Alexander Kinloch Forbes was a British administrator in India who loved Gujarat and the Gujarati language and became a scholar of the language. He came to India as a young man in 1840s and lived there till his death in 1860s. He was a senior administrator in Gujarat and went on to become a judge in Bombay. He set up a famous library in Surat and learned Gujarati with the poet Dalpatram. He wrote the classic history of “Goozeraat” in two volumes. When he died in 1865, Dalpatram wrote a collection, called Farbas Viraha. Forbes’s contribution in supporting Gujarati literature is enormous.
My great-great-grandfather Mansukhram Tripathi was a close friend of Forbes. (Tripathi himself was a leading essayist of his time and wrote Forbes’s biography). Upon Forbes’s death, Tripathi took lead in establishing Farbas Gujarati Sabha, an organisation that has stood the test of time.
I used to go to the Sabha at its old building, Congress House, with Kartik Bhagat for evening addas with Jayant Parekh, Rasik Shah, Nitin Mehta, and we met Naushil Mehta there when he had just moved back from the US. This was in the late 1970s. Kartik and I wrote Gujarati prose and poems, and we would be critiqued there by leading thinkers in Gujarati in Bombay – a fantastic formative experience. It is there that I discovered the magazine Etad, that Suresh Joshi had just launched in Baroda.

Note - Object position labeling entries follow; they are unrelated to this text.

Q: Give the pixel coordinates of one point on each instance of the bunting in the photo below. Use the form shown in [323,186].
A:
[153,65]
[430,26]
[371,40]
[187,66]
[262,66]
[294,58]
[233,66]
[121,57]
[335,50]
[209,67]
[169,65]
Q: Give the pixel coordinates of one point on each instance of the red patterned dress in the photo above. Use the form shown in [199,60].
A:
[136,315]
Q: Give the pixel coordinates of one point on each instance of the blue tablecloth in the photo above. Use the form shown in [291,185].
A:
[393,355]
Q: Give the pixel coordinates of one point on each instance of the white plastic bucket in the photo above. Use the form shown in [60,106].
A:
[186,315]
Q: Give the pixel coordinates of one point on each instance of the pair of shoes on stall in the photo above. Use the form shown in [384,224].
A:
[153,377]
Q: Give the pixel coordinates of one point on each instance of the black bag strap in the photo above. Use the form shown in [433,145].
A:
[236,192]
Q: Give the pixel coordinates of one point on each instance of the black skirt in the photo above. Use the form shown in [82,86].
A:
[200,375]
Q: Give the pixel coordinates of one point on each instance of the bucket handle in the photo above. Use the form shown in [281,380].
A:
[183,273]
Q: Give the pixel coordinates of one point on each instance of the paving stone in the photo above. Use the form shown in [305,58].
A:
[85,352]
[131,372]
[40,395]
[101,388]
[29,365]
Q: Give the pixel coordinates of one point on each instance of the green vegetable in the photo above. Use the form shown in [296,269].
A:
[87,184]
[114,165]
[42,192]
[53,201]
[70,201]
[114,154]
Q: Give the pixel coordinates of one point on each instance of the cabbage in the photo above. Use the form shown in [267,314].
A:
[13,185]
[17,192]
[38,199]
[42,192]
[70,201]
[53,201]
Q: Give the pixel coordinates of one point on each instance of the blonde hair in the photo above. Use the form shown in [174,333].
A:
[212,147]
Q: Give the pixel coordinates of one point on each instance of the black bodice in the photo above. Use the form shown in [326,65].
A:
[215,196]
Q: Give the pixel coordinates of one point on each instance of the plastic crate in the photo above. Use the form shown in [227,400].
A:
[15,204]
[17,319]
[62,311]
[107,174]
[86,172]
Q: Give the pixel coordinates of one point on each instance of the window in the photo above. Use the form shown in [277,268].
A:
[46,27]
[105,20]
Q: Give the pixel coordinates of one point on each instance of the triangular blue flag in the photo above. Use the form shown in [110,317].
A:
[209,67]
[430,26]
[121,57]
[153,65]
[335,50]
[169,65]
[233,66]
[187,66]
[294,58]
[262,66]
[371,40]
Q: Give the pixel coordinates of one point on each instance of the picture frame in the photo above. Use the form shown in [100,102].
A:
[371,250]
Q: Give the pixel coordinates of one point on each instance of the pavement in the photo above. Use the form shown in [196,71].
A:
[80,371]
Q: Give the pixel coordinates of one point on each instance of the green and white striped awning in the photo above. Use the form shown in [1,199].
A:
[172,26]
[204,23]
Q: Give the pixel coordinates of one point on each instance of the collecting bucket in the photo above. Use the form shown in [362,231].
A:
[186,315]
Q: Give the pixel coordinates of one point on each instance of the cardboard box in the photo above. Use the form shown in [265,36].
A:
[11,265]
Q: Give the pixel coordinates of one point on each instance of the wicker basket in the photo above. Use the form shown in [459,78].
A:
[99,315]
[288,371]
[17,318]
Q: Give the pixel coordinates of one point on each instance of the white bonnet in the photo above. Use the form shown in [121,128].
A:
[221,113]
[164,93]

Kartik and I were so inspired by Joshi, that we called the wall-paper we ran at New Era Pratyancha, after Joshi’s book. (Years later, Paula and Ashish would go on to edit it as well).
Last evening, Farbas trustee and my good friend Prabodh Parikh showed me around its magnificent collection – over 32,000 books – where i had the thrill of holding in my hands a book gifted to my greatgrandfather, Tansukhram Tripathi (Mansukhram’s son – he, too was a Sanskrit scholar and essayist, and a cousin of Govardhanram Tripathi, who wrote Sarasvatichandra).
I thought that as I resume my search into Gujarat and its asmita, this library was an excellent starting point!